Cefepime inhibits the process of binding enzymes located in the walls of bacterial cells, and also has a wide range of action against many gram-negative and gram-positive microbes. The substance has high resistance to hydrolysis using most b-lactamases, as well as weak affinity for b-lactamases, which are encoded by chromosomal genes. It is able to quickly penetrate into the cells of gram-negative microbes.

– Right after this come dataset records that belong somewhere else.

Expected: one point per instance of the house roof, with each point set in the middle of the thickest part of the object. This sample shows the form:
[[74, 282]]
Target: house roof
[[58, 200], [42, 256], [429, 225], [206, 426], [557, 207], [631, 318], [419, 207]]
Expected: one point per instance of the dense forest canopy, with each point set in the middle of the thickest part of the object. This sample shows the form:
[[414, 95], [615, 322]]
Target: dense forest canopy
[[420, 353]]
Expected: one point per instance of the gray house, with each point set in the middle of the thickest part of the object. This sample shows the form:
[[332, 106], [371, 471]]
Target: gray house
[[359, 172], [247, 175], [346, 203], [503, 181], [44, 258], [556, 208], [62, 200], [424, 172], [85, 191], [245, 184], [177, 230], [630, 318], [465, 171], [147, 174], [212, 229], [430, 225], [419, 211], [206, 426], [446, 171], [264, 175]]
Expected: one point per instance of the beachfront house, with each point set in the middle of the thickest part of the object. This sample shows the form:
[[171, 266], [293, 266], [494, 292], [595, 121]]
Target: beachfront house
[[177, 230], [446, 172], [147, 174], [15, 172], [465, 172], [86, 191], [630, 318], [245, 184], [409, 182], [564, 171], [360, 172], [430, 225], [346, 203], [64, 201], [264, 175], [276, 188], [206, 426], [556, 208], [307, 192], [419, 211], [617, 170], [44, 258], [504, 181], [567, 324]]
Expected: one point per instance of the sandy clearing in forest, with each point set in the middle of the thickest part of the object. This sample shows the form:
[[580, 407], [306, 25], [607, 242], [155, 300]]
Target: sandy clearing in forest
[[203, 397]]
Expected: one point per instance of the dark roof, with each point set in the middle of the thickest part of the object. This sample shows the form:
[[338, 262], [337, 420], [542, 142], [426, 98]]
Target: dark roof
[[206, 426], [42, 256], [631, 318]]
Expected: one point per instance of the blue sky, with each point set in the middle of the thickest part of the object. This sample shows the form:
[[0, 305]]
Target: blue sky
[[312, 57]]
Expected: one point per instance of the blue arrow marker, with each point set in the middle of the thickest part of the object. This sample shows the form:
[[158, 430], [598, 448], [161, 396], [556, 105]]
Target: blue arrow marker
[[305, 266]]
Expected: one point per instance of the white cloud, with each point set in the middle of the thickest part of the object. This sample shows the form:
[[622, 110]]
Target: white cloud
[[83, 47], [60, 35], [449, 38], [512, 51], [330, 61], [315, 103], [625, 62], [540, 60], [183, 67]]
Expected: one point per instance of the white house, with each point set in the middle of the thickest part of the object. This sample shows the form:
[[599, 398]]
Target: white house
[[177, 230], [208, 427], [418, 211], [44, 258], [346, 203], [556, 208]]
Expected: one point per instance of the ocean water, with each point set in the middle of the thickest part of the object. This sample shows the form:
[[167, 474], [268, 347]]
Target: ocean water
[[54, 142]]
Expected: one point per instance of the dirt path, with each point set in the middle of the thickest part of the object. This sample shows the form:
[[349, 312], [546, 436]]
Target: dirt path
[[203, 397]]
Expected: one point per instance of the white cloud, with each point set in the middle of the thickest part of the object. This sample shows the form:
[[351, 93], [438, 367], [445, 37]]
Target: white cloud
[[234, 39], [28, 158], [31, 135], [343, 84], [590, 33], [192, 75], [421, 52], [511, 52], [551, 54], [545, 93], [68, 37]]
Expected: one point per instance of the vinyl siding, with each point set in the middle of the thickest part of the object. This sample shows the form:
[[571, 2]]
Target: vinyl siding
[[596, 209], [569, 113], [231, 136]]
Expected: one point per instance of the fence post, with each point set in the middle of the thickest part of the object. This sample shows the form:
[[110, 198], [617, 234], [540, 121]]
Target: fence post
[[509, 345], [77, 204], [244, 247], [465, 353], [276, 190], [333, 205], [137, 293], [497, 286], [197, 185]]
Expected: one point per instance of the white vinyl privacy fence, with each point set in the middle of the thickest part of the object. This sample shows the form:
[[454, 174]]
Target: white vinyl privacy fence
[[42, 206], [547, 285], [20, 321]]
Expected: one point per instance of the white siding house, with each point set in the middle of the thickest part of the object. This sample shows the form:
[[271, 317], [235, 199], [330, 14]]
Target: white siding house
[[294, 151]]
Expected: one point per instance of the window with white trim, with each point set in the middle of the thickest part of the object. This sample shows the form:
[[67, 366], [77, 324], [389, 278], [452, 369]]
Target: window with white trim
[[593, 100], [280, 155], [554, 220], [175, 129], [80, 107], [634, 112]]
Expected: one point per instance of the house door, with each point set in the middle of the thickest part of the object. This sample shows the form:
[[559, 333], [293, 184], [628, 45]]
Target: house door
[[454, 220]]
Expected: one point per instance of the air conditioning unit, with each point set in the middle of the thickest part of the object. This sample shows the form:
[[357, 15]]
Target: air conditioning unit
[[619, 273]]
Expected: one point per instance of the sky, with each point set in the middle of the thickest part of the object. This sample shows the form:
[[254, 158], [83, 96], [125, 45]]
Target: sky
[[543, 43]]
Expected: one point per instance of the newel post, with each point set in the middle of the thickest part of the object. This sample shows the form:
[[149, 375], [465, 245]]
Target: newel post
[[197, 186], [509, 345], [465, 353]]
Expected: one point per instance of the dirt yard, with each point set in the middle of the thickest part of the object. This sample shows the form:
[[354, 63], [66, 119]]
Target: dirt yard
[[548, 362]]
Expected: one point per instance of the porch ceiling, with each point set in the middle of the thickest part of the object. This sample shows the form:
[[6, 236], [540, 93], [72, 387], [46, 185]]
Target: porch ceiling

The medicine is active against the following bacteria:

Gram-positive aerobic microbes: Staphylococcus aureus and Staphylococcus epidermidis (this also includes their strains capable of producing b-lactamase) and other strains of staphylococci (including Staphylococcus hominis and Staphylococcus saprophyticus). In addition, this also applies to Streptococcus pyogenes (category A streptococci), Streptococcus agalactiae (category B streptococci) and pneumococci (this also includes strains with moderate resistance to penicillin - MIC 0.1-1 μg/ml). This also applies to other b-hemolytic streptococci (categories C, G, F), Streptococcus bovis (category D) and streptococci from the Viridans series. Most strains of enterococci (including, for example, Enterococcus faecalis), as well as staphylococci that exhibit resistance to methicillin, are resistant to most cephalosporins, including cefepime.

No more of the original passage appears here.